En Gaule et dans la latinité tardive, tripaliare signifie “torturer”.

Dans les chartes médiévales, le terme évolue en travail pour désigner les douleurs de l’enfantement (XIe s. : “les travaux d’une femme”).

🧩 Mots voisins / concurrents

Oeuvre (du latin opus) → création, production utile ou spirituelle.

Labeur (de labor) → effort méritoire, activité agricole ou artisanale.

Besogne (du bas-latin bisonia) → tâche concrète, charge ponctuelle.

Office → fonction religieuse ou sociale, liée à un ordre établi.

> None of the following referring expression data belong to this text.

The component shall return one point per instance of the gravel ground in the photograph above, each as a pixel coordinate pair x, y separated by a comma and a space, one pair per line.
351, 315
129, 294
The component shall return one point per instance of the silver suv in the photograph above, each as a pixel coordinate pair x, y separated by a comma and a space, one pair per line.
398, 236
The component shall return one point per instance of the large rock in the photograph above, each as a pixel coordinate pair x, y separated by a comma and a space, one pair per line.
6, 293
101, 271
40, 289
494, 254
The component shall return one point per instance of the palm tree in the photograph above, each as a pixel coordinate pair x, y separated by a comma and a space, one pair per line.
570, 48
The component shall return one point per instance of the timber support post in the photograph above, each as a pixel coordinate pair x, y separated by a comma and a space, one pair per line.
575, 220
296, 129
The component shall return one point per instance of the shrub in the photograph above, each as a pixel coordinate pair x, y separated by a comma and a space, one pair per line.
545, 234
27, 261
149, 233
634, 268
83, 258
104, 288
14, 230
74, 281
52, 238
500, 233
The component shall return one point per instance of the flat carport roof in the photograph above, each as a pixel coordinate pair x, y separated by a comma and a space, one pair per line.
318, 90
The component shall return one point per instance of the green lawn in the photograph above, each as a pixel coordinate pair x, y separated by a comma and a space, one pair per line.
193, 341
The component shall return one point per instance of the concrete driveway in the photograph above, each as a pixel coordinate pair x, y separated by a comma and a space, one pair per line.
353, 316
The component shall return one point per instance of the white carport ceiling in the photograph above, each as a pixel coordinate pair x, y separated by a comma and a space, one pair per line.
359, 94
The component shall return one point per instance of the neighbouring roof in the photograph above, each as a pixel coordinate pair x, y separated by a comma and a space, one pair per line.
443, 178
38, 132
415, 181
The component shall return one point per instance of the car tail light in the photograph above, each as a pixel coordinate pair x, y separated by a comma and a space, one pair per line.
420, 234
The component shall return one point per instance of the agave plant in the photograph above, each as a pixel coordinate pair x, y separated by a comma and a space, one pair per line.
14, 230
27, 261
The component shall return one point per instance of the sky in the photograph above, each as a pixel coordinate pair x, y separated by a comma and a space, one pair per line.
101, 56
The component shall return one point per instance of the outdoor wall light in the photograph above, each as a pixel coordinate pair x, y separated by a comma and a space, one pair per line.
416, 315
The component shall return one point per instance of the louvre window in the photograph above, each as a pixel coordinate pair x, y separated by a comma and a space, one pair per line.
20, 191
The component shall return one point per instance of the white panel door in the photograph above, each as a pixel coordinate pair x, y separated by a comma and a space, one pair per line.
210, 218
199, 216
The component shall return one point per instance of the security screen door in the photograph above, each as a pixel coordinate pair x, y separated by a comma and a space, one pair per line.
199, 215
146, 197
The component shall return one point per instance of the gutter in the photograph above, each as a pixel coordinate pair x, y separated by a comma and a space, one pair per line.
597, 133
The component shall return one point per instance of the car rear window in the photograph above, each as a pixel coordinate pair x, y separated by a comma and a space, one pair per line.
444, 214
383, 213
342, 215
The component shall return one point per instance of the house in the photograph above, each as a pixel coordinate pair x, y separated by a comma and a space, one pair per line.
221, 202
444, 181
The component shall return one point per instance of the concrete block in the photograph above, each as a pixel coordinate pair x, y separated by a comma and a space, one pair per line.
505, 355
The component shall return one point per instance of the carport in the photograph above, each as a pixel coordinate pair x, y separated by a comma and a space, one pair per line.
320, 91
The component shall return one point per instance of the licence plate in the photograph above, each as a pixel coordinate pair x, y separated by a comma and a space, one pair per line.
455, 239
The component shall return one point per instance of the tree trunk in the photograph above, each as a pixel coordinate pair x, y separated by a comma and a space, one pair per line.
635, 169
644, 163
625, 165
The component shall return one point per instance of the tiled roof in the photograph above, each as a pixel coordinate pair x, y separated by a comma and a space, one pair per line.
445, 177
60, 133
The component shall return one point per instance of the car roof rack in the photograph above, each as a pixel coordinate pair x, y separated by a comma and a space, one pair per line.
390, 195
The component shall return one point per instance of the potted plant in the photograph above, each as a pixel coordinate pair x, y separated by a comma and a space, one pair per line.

👉 À ce stade, travail a une connotation strictement douloureuse.
On subit le travail, on accomplit l’œuvre.

⚒️ II. Bas Moyen Âge (XIe–XVe siècle)

🏗️ Mutation sémantique lente

Travail commence à désigner l’effort humain intense, souvent pénible.

L’influence monastique valorise labeur (“ora et labora”) comme vertu spirituelle.

Œuvre reste le mot des bâtisseurs et des artistes : l’expression chef-d’œuvre apparaît au XIIIe siècle dans les corporations.

🧩 Lexique social

Labeur → effort vertueux, agricole ou artisanal.

Travail → effort douloureux, nécessité économique.

Service → devoir social, souvent féodal.

Ouvrage → résultat concret, produit fini.

👉 Au XIVe siècle, travail se généralise dans le vocabulaire juridique et rural pour désigner le travail manuel, surtout celui des serfs et paysans.
Le mot devient classement social : on parle du travail des vilains.

🏛️ III. Renaissance & XVIIe siècle : humanisme et théologie du travail

💡 Révolution du sens

La théologie chrétienne maintient l’idée de peine rédemptrice (Genèse : “Tu gagneras ton pain à la sueur de ton front”).

Les moralistes humanistes (Érasme, Montaigne) distinguent la peine servile du travail utile à l’esprit.

En français classique, travail désigne aussi bien la douleur que l’industrie.

🧩 Mots concurrents

Occupation, industrie, artisanat (valorisés).

Labeur reste littéraire, noble.

Travail reste ambigu, mais entre dans le lexique économique.

👉 La fracture s’installe : travail commence à signifier activité nécessaire, tandis qu’œuvre conserve le prestige de l’action libre et créatrice.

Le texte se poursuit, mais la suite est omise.